Fincke, a retired Air Force colonel who has now logged five missions to space, and Cardman, a rookie astronaut and geobiologist, had been scheduled to conduct a six-hour-plus spacewalk last week to install hardware outside the station. The spacewalk was canceled on January 7 over what NASA then characterized as a "medical concern" with an astronaut.

NASA Chief ⁠Health and Medical Officer James Polk later said the medical emergency did not involve "an injury that ​occurred in the pursuit of operations."

As the 11th regular ISS crew flown to orbit by SpaceX, ​Cardman, Fincke, Yui and Platonov arrived at the space station following a launch from Florida in August.

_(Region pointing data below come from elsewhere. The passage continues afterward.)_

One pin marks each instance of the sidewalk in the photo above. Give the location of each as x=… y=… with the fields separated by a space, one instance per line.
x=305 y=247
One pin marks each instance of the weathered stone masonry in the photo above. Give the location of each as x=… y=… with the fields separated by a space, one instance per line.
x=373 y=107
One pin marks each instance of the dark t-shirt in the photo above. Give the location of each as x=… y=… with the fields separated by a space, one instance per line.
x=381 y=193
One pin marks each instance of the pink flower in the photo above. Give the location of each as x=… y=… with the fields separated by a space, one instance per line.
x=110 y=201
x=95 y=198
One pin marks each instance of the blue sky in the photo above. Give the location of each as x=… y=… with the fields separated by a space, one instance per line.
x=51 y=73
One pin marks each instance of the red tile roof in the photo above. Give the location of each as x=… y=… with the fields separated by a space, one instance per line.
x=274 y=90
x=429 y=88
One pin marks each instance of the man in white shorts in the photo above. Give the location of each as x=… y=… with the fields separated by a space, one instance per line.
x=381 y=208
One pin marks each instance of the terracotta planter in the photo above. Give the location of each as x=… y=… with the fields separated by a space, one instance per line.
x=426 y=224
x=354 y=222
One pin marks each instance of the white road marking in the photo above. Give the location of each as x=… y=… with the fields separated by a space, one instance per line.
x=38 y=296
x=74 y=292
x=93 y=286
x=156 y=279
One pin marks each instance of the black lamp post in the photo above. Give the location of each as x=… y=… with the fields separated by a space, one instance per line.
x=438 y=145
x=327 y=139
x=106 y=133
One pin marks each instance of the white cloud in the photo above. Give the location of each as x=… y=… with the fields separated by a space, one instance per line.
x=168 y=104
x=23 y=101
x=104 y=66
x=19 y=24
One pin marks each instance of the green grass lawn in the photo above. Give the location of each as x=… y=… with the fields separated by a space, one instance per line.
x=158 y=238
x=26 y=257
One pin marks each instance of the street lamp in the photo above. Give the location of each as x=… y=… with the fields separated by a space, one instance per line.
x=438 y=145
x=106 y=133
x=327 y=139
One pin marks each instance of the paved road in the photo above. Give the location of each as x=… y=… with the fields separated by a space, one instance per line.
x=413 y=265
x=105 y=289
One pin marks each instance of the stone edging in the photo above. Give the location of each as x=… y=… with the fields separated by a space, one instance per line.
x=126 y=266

They departed on Wednesday afternoon on a 10 1/2-hour flight home, ending a 167-day mission.

The return from orbit capped a plunge through Earth's atmosphere generating frictional heat ‍that sent temperatures surrounding the outside of ⁠the capsule soaring to 3,500 degrees Fahrenheit (1,900 degrees Celsius).

The astronauts' space suits, fitted to special ventilation systems, are designed to keep them cool as the cabin heats up.

Live infrared video of the splashdown showed deployment of the two sets of parachutes from the nose of the free-falling capsule, slowing ⁠its rate of descent to about 15 miles per hour (25 kph) before it gently hit the water.

Crew-12 is expected to launch to the space station in mid-February with four more astronauts. In the ‌meantime, the orbiting laboratory remains occupied by NASA astronaut Christopher Williams and two cosmonauts who flew to the ISS aboard a Russian ‌Soyuz spacecraft in November.